Friday, 7 December 2012

7 Stupid Health Mistakes

By Emily Battaglia, Lifescript Staff Writer
Published December 21, 2009
 
Do you always go to bed at 1 a.m. and wake up feeling groggy, or insist on fake tanning during the winter?

If so, you could be one of many smart people still making stupid health mistakes.

Find out exactly what you’re risking and how to make smarter decisions starting today.

Plus, are you ready to quit smoking? Take our quiz...
You’re educated, well-read and are the go-to person for solving your family’s and friend’s problems.

You consider yourself pretty knowledgeable on many topics but somehow you still manage to make stupid health mistakes.

Your health should be one of your top priorities.
 
Skimping on much-needed sleep or avoiding the doc aren't going to help you be the best you can be.

If the one area you’re lacking in expertise is how to maintain proper health - or if you're just ignoring what you know to be true - it’s time to wise up.

Here are 7 stupid health mistakes even the smartest of people are making:

1. Skipping Breakfast.
 
Breakfast is too easy and beneficial a meal to pass up in the mornings.

As you sleep, your body’s metabolism slows down, so when you wake up, your body needs food to get your metabolism going again.

After fasting for about eight hours, your body is starving. So when you skip breakfast, your energy levels suffer.
 
Although you may skip breakfast in an attempt to cut some calories, you actually will eat more throughout the day to compensate for your hunger.
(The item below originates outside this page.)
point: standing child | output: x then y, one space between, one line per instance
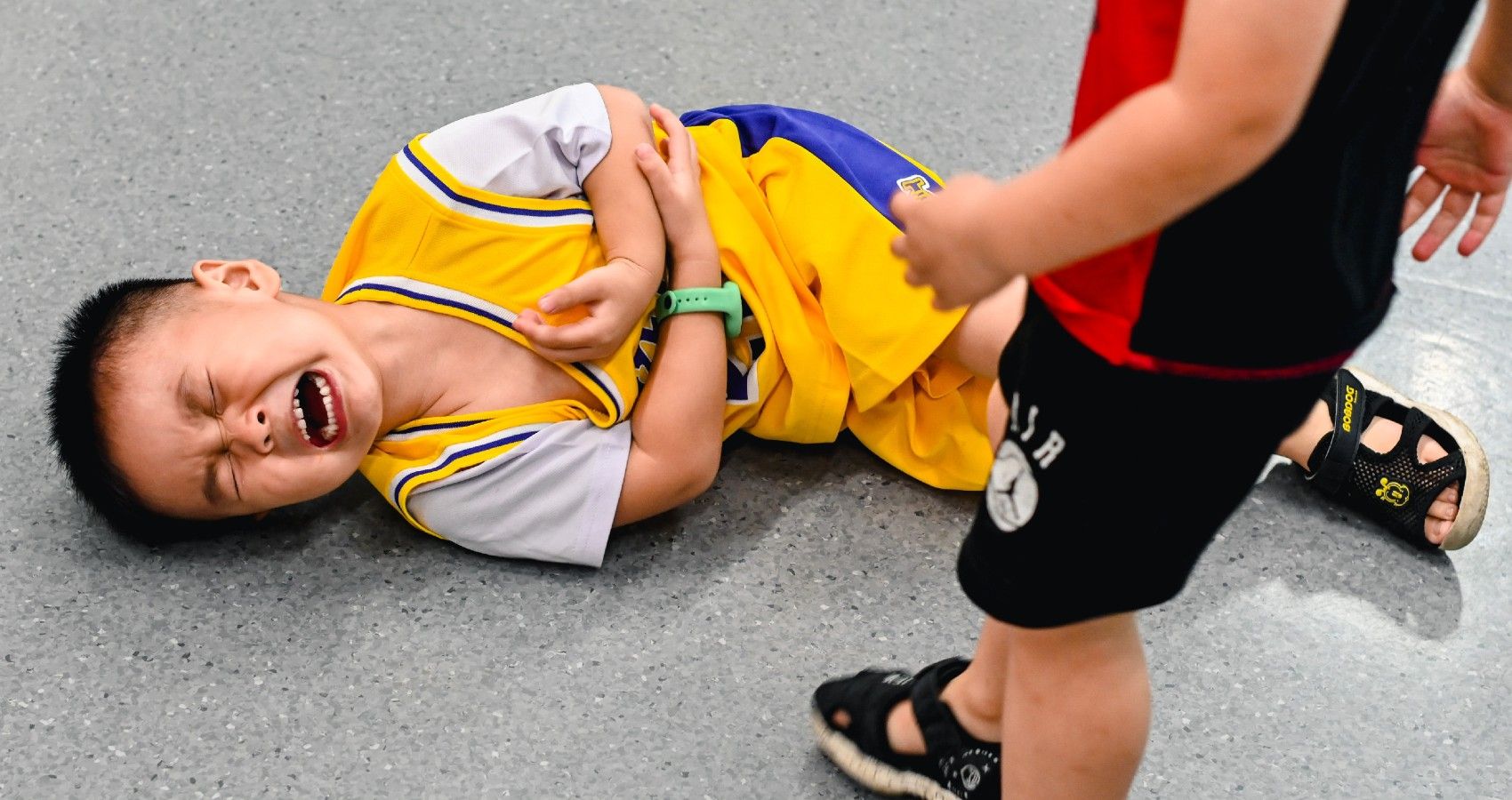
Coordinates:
1229 161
Weight gain here you come.

In fact, of the 4,000 participants in the National Weight Control Registry who maintained at least a 30-pound weight loss for about 5.5 years, almost all said they ate breakfast daily.
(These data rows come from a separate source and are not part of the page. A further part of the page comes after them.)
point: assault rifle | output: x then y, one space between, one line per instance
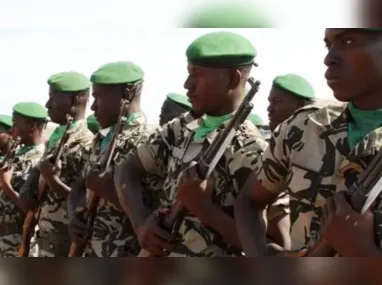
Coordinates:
209 159
32 216
90 211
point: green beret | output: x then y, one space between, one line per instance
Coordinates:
93 124
295 84
6 120
255 119
180 99
221 49
69 82
117 73
31 110
228 15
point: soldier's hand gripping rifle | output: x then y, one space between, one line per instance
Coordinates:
10 155
89 213
33 215
361 195
172 220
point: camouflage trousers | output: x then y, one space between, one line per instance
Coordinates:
112 248
53 244
11 237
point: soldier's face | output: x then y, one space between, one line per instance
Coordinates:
22 127
354 62
4 129
59 105
169 111
207 89
106 105
281 106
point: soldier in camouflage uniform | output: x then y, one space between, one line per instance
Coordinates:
318 153
217 71
289 93
69 94
174 106
29 121
112 234
5 126
93 124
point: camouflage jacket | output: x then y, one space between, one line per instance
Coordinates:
54 215
113 235
22 166
310 157
170 150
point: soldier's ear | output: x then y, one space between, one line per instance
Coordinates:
234 79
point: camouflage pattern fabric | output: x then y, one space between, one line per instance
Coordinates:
172 148
310 157
113 235
53 236
12 218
Studies have also shown that eating breakfast increases your ability to perform better mentally.

For more information on healthy breakfasts visit Eating a Healthy Breakfast – Part I and Eating a Healthy Breakfast – Part II.

2. Sabotaging Your Skin for a Little Color.
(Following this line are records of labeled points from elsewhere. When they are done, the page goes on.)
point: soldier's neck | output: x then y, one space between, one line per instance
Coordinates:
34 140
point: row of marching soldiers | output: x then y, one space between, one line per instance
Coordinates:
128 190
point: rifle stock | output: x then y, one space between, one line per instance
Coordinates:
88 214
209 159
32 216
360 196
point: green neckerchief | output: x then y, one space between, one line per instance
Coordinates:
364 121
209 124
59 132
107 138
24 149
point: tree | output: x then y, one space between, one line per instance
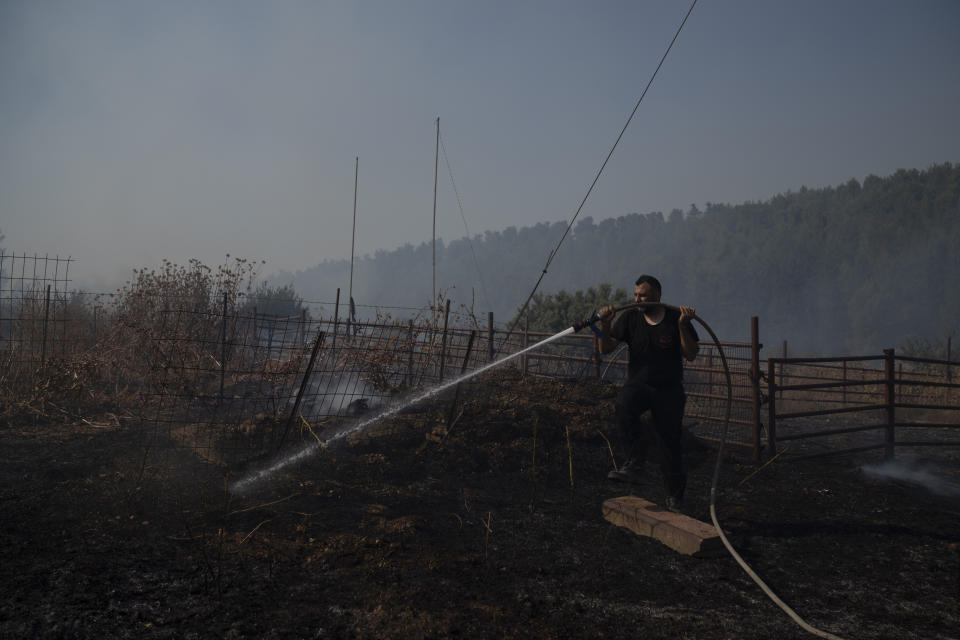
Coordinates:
279 301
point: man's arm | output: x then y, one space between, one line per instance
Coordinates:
688 344
606 342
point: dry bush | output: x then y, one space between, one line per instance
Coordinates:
110 355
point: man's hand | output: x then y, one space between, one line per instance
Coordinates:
688 345
606 344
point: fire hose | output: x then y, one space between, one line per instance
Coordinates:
592 323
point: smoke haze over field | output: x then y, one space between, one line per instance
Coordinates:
137 131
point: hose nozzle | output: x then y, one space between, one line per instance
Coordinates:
589 322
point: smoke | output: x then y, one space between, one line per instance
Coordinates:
917 473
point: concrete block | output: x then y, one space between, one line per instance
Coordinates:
680 532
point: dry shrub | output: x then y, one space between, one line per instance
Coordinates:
110 355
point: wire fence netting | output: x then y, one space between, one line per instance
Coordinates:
183 355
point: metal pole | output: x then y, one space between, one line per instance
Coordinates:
443 339
451 417
949 368
410 357
223 348
303 387
772 405
844 388
303 327
783 367
890 401
526 343
490 333
436 159
596 356
353 238
754 381
336 319
46 319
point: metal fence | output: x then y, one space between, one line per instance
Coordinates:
209 370
34 317
827 406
We all know that too much sun damages our skin, so why do we continue frying ourselves in the pursuit of a golden tan?

Sun tanning and skipping the sunscreen both increase your exposure to the sun’s harmful rays, which can cause premature aging and, even worse, skin cancer.
 
Tanning is simply not worth it, especially when so many good self-tanners are available. (See related article: The Dangers of Tanning)

3. Smoking.
 
If you don’t know by now that smoking is bad, I mean deadly, you’re either in denial or have been living under a rock for the past 30 years.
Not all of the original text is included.